O Executivo reconhece os avanços registados por Angola no domínio da alfabetização, mas admite que persistem desafios, sobretudo entre cidadãos que nunca frequentaram a escola e jovens e adultos que precisam de uma segunda oportunidade para estudar.

A posição foi apresentada, esta terça-feira, 8, em Luanda, pela secretária de Estado para o Ensino Secundário, Soraya Kalongela, durante a abertura do Seminário Nacional de Formação e Capacitação de Quadros da Educação de Jovens e Adultos, que decorre de 7 a 11 de Setembro.

A governante, que representou a ministra da Educação, Érica de Carvalho, destacou a redução do número de pessoas sem qualquer nível de escolarização e a expansão das oportunidades de acesso ao ensino.

Segundo Soraya Kalongela, os resultados do Censo Geral da População e Habitação de 2024 mostram que 72,6% da população com 15 ou mais anos sabe ler e escrever, contra 65,6% em 2014.

Os dados representam uma evolução significativa face a 1976, quando apenas cerca de 15% da população angolana era alfabetizada.

Apesar dos progressos, a secretária de Estado considera que os números não devem levar à redução dos esforços, uma vez que continuam a existir cidadãos que nunca tiveram acesso à escola.

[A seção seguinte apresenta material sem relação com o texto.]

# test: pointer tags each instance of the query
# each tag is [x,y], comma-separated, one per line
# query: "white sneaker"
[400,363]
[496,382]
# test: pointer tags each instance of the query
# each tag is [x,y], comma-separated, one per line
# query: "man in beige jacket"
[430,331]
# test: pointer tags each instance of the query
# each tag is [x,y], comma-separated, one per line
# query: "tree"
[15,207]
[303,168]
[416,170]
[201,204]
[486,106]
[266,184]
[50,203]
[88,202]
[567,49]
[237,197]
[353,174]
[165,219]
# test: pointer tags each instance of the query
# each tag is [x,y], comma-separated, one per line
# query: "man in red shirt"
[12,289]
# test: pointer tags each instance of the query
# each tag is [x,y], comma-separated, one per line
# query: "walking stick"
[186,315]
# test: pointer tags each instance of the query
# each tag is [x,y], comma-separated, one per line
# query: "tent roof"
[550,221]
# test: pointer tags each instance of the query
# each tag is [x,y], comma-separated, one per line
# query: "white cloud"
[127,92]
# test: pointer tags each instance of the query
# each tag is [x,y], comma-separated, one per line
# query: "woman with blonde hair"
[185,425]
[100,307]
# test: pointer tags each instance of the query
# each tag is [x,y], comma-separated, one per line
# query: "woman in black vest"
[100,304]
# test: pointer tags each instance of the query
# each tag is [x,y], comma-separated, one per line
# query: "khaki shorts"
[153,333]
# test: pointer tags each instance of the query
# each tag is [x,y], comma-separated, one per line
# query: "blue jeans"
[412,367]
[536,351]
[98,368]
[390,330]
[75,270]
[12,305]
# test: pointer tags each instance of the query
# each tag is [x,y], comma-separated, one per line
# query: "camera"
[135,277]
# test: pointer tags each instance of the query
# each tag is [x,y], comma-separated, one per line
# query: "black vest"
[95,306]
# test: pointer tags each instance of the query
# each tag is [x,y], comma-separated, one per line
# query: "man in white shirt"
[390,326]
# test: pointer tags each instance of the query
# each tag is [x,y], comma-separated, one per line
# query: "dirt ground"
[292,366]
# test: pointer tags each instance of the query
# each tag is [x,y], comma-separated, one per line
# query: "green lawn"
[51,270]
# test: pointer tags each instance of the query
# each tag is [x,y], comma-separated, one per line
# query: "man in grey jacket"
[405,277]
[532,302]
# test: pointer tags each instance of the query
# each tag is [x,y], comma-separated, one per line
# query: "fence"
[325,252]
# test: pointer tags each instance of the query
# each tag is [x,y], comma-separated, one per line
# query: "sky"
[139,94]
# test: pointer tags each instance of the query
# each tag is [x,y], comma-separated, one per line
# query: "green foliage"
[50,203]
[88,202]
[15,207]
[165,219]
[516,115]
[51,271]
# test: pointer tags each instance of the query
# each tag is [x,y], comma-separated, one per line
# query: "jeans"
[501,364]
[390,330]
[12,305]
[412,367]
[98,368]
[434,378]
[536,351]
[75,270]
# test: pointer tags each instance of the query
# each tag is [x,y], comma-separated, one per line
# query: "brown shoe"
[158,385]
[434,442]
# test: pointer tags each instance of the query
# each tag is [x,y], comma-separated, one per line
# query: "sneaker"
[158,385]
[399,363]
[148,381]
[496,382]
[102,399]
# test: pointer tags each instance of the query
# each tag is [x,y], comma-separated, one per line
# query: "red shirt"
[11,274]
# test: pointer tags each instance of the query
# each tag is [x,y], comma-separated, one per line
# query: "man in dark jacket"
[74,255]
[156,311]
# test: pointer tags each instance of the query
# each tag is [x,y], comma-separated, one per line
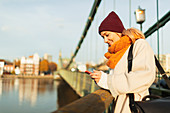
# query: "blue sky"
[50,26]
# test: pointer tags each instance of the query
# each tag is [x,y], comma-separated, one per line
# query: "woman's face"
[110,37]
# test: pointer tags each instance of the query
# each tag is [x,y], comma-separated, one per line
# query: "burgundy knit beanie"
[111,23]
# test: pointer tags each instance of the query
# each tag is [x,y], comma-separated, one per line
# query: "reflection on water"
[28,95]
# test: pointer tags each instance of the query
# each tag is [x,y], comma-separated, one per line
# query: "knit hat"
[111,23]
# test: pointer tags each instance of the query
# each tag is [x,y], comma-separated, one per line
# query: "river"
[33,95]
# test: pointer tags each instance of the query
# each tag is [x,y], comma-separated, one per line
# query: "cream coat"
[120,82]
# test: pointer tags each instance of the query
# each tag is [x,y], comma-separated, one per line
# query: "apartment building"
[30,65]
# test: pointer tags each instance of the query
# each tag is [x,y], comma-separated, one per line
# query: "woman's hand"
[96,75]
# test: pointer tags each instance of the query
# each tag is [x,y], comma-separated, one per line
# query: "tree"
[44,66]
[52,66]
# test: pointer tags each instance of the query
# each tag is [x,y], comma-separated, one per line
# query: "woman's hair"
[134,34]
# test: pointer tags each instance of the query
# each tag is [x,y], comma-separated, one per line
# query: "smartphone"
[88,72]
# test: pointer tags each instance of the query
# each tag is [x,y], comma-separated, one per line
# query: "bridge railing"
[80,82]
[96,102]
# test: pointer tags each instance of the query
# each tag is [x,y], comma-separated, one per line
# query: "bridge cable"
[88,24]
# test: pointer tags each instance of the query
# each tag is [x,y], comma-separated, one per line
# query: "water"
[28,95]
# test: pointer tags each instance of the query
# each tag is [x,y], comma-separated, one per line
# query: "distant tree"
[44,66]
[52,67]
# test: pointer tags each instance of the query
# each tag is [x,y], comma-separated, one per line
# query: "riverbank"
[31,76]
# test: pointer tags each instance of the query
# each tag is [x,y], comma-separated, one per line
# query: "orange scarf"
[117,50]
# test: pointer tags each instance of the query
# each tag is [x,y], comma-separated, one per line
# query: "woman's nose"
[105,39]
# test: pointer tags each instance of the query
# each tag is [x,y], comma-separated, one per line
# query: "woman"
[119,81]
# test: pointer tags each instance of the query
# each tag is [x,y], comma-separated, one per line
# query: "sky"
[51,26]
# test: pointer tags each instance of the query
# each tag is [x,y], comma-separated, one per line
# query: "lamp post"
[140,16]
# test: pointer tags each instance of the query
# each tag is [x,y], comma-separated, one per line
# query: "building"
[30,65]
[1,66]
[48,57]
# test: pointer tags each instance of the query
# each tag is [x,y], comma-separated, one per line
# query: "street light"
[140,16]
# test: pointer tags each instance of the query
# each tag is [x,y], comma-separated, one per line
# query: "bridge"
[93,98]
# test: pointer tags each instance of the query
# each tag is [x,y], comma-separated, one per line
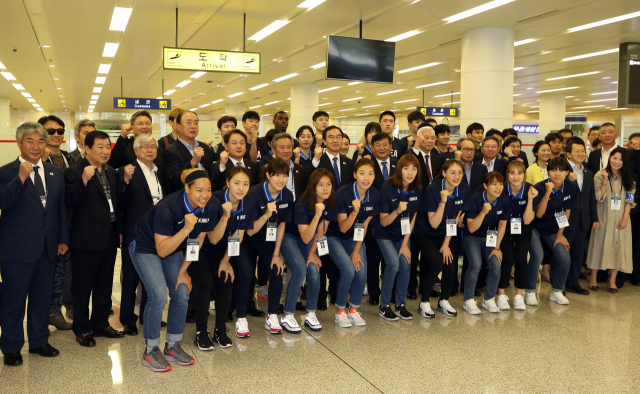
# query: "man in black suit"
[122,153]
[140,186]
[340,166]
[34,230]
[187,152]
[96,223]
[234,154]
[583,219]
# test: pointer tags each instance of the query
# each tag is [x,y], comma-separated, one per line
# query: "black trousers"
[431,263]
[93,278]
[515,248]
[203,273]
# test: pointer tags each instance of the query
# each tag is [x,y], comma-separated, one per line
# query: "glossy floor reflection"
[590,346]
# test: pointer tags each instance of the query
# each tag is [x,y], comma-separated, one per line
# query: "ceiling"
[76,31]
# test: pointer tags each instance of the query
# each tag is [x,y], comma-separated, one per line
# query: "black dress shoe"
[578,290]
[86,340]
[108,332]
[46,350]
[13,359]
[130,329]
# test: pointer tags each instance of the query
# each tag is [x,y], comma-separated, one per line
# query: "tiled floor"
[591,346]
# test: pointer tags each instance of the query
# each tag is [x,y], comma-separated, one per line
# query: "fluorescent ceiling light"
[474,11]
[110,49]
[573,76]
[432,84]
[197,75]
[393,91]
[557,90]
[327,89]
[120,18]
[8,76]
[418,67]
[276,25]
[259,86]
[568,59]
[104,69]
[605,22]
[285,77]
[522,42]
[402,36]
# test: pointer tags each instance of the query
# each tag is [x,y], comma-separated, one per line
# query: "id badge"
[358,232]
[561,218]
[516,225]
[405,226]
[323,247]
[272,230]
[615,203]
[193,249]
[233,247]
[492,239]
[452,226]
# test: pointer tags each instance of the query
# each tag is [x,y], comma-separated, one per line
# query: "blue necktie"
[335,169]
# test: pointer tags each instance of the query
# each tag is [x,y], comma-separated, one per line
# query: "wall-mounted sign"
[141,103]
[205,60]
[432,111]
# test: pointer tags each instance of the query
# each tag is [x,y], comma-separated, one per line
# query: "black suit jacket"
[177,158]
[219,179]
[26,227]
[90,215]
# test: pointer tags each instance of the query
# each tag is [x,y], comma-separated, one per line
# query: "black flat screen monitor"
[357,59]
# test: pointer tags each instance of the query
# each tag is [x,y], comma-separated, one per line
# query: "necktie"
[37,180]
[385,171]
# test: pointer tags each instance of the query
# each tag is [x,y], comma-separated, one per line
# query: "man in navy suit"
[34,230]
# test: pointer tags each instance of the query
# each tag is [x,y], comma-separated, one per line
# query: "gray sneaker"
[177,354]
[155,361]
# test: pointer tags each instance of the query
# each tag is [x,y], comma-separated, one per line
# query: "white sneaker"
[530,299]
[446,308]
[559,298]
[342,320]
[503,303]
[425,310]
[490,305]
[471,307]
[311,321]
[272,324]
[242,328]
[290,325]
[355,318]
[518,303]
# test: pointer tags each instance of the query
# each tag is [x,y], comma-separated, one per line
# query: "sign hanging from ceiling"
[206,60]
[432,111]
[141,103]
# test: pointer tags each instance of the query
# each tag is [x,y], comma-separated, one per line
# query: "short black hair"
[318,114]
[474,126]
[95,135]
[52,118]
[227,136]
[250,115]
[389,113]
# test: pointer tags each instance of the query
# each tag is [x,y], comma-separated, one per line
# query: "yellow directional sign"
[206,60]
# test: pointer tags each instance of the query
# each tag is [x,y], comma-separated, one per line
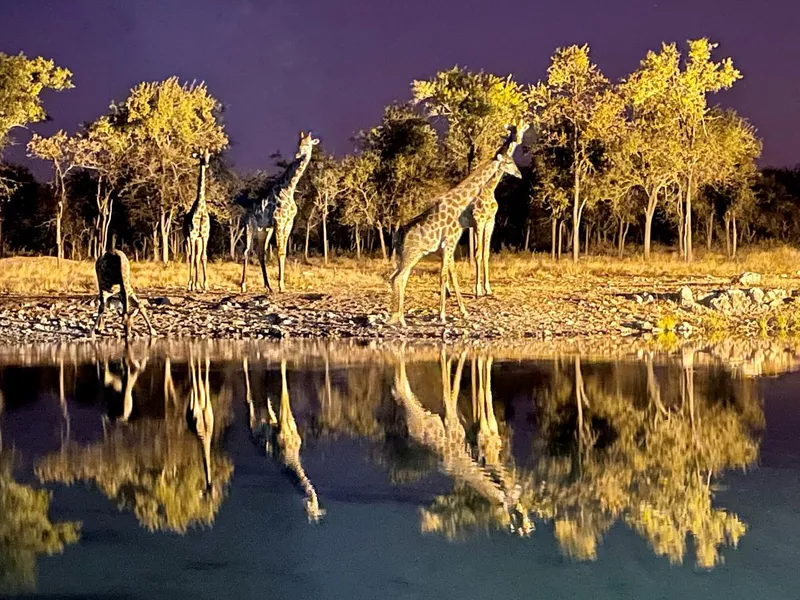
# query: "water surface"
[339,471]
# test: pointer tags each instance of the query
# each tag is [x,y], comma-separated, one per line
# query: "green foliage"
[22,80]
[26,531]
[477,108]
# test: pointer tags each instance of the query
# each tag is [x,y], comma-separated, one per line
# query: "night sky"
[279,67]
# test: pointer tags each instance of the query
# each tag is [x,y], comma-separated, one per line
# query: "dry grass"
[43,275]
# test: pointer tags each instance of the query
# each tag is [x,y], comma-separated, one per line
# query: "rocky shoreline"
[573,310]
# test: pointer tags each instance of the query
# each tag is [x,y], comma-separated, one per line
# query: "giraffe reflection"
[478,497]
[605,457]
[279,436]
[151,465]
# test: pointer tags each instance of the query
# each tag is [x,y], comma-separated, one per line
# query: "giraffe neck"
[293,174]
[200,201]
[465,192]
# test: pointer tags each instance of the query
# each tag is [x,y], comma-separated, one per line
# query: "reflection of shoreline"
[639,442]
[749,357]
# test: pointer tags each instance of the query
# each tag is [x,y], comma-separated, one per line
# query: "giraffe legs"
[101,313]
[262,258]
[204,261]
[281,240]
[479,227]
[449,266]
[486,250]
[190,263]
[248,244]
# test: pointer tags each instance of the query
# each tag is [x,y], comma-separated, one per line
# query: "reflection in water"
[638,443]
[279,436]
[26,530]
[153,466]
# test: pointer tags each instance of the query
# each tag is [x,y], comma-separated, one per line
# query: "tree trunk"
[528,237]
[325,234]
[576,217]
[165,221]
[382,241]
[688,222]
[709,231]
[59,240]
[587,231]
[727,219]
[155,242]
[652,201]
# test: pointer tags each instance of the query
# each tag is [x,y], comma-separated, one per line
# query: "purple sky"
[280,67]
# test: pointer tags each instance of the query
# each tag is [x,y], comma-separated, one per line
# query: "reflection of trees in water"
[155,468]
[26,530]
[279,436]
[647,460]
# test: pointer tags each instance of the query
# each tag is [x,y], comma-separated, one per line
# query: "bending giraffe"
[490,442]
[196,229]
[276,213]
[446,438]
[481,215]
[439,228]
[200,412]
[114,277]
[279,436]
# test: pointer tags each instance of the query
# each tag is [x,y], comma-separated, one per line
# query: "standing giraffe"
[276,212]
[196,228]
[279,436]
[439,228]
[446,438]
[481,215]
[114,276]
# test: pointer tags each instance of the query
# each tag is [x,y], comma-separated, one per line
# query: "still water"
[216,470]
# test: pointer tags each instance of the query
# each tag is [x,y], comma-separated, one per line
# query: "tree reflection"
[649,464]
[153,467]
[279,436]
[26,530]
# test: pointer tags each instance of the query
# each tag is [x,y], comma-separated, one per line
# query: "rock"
[686,298]
[748,278]
[756,295]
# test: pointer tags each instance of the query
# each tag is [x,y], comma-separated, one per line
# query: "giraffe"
[481,214]
[439,228]
[446,437]
[276,213]
[490,442]
[280,437]
[114,277]
[196,229]
[200,413]
[125,382]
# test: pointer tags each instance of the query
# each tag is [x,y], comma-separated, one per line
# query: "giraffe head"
[307,143]
[203,155]
[508,166]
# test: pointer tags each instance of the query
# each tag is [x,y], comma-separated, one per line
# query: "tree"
[360,207]
[477,108]
[61,150]
[688,100]
[410,169]
[166,121]
[22,80]
[326,179]
[578,112]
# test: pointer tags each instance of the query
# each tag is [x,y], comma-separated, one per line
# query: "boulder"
[685,297]
[756,295]
[748,278]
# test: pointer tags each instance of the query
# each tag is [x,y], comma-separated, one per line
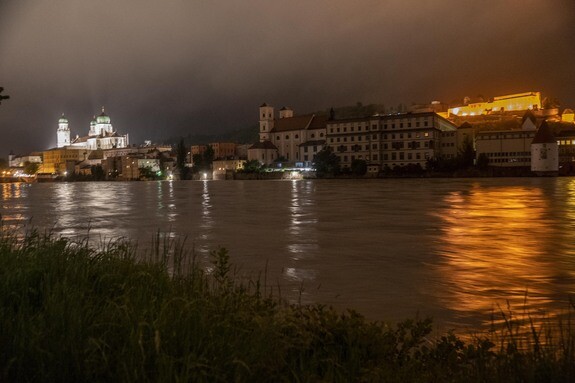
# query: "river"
[457,250]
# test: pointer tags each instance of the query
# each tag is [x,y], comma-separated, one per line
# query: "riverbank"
[70,312]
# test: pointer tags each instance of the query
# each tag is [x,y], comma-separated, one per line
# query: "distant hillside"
[247,135]
[359,110]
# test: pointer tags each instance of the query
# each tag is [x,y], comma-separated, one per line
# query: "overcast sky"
[165,68]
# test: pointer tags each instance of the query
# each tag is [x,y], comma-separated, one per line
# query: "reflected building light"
[492,248]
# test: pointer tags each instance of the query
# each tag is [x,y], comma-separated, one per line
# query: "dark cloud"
[173,67]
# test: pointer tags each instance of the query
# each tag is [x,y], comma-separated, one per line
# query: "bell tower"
[63,132]
[266,121]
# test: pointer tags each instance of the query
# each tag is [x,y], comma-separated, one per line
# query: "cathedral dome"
[103,118]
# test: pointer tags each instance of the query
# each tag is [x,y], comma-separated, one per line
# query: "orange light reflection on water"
[493,247]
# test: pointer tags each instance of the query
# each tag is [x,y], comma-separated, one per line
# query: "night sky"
[165,68]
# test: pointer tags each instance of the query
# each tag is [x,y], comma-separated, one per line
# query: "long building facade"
[387,141]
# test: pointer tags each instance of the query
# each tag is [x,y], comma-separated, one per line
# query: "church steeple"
[63,133]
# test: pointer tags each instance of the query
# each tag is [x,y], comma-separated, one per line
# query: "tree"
[3,97]
[326,162]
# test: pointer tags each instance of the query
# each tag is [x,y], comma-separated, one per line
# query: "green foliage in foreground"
[70,313]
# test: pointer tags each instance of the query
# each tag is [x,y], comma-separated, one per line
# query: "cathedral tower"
[266,121]
[63,132]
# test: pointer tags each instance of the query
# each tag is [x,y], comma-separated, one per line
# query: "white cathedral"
[100,136]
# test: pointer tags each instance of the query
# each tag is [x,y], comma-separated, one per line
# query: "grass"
[73,313]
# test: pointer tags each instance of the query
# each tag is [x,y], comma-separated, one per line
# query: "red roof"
[544,135]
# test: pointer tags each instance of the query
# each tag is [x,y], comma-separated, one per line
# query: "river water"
[458,250]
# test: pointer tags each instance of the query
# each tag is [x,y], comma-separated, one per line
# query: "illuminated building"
[100,136]
[294,139]
[544,151]
[509,147]
[387,141]
[222,169]
[501,104]
[61,160]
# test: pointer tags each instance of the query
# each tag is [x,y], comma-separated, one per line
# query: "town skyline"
[181,68]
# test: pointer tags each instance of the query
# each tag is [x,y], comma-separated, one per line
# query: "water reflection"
[493,246]
[301,232]
[13,210]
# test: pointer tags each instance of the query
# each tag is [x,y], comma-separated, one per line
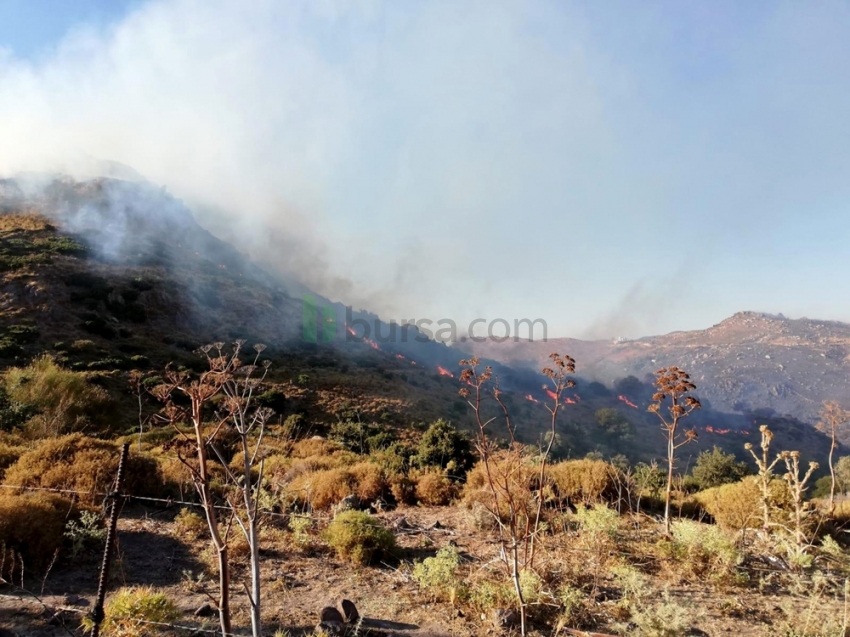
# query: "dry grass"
[84,465]
[32,524]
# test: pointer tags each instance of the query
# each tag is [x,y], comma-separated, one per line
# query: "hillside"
[750,361]
[108,276]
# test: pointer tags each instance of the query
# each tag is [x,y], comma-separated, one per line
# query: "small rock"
[331,615]
[205,611]
[75,600]
[505,618]
[348,503]
[349,611]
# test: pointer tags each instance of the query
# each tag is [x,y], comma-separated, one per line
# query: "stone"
[348,503]
[75,600]
[505,618]
[205,611]
[349,611]
[331,615]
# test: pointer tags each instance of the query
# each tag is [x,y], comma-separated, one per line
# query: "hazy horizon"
[617,170]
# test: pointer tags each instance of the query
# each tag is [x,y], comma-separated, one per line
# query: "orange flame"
[627,401]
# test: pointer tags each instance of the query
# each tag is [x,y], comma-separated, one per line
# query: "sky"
[614,168]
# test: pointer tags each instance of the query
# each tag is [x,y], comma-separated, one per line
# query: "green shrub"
[86,533]
[443,446]
[127,606]
[714,468]
[358,537]
[65,401]
[434,488]
[438,575]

“Continuamos a ter cidadãos que nunca frequentaram a escola, jovens e adultos que precisam de uma segunda oportunidade para aprender, concluir a sua escolaridade e adquirir competências que lhes permitam participar plenamente na sociedade”, afirmou.

Soraya Kalongela recordou igualmente os 50 anos da Campanha Nacional de Alfabetização lançada pelo primeiro Presidente de Angola, António Agostinho Neto, em 1976, considerando que a iniciativa transformou a educação numa causa nacional.

Na altura, explicou, alfabetizar significava não apenas ensinar a ler e a escrever, mas também criar condições para a participação dos cidadãos na construção do país.

Ao fazer o balanço dos 50 anos de alfabetização, a governante apontou o reconhecimento e a responsabilidade como princípios para orientar os próximos anos.

Soraya Kalongela sublinhou que os avanços alcançados resultam do esforço conjunto do Estado, sociedade civil, organizações religiosas, sector privado e parceiros de cooperação.

O Executivo pretende, assim, manter e reforçar as políticas de alfabetização e Educação de Jovens e Adultos, de forma a ampliar as oportunidades de aprendizagem para os cidadãos que ainda permanecem fora do sistema de ensino.